Some sports have unique traditions regarding these sorts of awards, and they are especially sought after in championship or all-star matches. In some sports organisations and leagues, particularly in the United States, the term "Most Valuable Player" (MVP) is used for some of these awards. In ice hockey, three players of the game instead of only one, called the "three stars", are recognised.


In cricket, the Man of the Match award may be given to the highest scoring batsman, leading wicket taker or best overall performance. The award typically--though not universally--goes to a player on the winning team. Occasionally, the award will be made for outstanding fielding (including wicket keeping) or captaincy. In the modern game the awards carry substantial monetary prizes which are provided by the tournament sponsors or the local cricket governing bodies.

Association football

In football, the award typically goes to a player on the winning side. Players who score a brace or a hat trick, or goalkeepers who keep a clean sheet under resounding pressure often get the award. Hat trick scorers usually receive the match ball whether or not they are officially named man of the match. However, not all tournaments/leagues have an official man of the match award, so sometimes accolades are given by websites/newspapers instead.

Australian rules football

In Australian rules football, the player of the game is often referred to as having been the "best on ground" (or "BOG"). Media outlets provide immediate, unofficial recognition that is largely honorary, often on a 5-4-3-2-1 or 3-2-1 voting basis. Officially, the AFL recognises the player of the game as being the player awarded the maximum three votes by umpires in the Brownlow Medal count at season's end. Exceptions are made during the season for certain reserved games such as the The ANZAC Day clash, Western Derby, and Showdown, where medallions are officially rewarded in presentations following the conclusion of the match.

Rugby league and rugby union

In both codes of rugby, rugby league and rugby union, the player who wins the award is usually the person who has performed consistently well throughout the game. In televised or sponsored matches, the commentator or company sponsoring the event usually decides who gets the award, and it is presented to the winner after the match. Man of the match is a bigger award in rugby than most other sports, because forwards and other players who rarely score points will often win it.
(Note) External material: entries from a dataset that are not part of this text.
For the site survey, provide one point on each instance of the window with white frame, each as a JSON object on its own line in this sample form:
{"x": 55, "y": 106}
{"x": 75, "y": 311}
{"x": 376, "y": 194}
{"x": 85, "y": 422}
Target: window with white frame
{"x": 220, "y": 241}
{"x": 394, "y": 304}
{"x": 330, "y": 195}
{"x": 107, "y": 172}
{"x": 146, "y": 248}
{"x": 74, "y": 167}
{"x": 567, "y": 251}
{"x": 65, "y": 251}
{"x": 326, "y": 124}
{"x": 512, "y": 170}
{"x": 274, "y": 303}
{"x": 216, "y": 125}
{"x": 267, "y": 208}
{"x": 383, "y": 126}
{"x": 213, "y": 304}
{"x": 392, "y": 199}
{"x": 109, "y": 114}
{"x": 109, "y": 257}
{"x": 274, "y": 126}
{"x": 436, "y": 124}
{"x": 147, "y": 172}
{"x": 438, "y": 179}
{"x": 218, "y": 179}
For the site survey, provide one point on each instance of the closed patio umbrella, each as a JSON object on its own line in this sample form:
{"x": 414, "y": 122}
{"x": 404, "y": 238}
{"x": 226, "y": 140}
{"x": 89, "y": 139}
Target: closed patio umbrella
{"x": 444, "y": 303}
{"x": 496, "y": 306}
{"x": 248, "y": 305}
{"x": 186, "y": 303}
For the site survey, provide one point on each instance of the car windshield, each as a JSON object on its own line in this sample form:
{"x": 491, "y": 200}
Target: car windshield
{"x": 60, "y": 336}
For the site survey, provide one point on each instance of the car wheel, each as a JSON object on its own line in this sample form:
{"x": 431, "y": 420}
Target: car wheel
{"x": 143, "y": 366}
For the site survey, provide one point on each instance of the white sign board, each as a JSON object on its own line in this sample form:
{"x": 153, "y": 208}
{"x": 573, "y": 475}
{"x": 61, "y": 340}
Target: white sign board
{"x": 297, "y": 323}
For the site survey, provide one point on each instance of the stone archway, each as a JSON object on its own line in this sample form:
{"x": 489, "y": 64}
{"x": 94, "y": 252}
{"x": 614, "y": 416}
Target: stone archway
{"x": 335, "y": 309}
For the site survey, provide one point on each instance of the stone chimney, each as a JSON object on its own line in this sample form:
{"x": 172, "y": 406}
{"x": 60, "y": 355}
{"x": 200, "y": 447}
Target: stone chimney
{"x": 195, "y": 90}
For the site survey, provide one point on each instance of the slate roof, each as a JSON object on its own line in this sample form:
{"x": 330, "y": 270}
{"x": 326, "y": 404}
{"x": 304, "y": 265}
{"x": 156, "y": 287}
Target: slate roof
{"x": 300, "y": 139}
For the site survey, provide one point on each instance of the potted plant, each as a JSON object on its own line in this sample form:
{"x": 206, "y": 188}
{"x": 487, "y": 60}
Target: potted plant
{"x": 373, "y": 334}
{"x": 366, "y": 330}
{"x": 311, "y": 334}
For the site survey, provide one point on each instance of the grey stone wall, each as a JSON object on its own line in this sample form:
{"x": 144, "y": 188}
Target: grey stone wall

United States college basketball and football

In college basketball and college football, the two collegiate sports with the most television coverage in the United States, a top player from each team is usually honored as "players of the game." These athletes usually cannot collect material prizes due to NCAA regulations. Instead, television companies broadcasting the game or corporate sponsors will often make donations to the scholarship funds of each school in the names of the winning players.


In ice hockey, the three players who perform best in the game, often those who accumulate the most points, are usually designated the Three stars of the game: the top-performing player is the first star, and so on. This tradition originated in the 1930s as a promotion for a "Three Star" brand of gasoline[82104].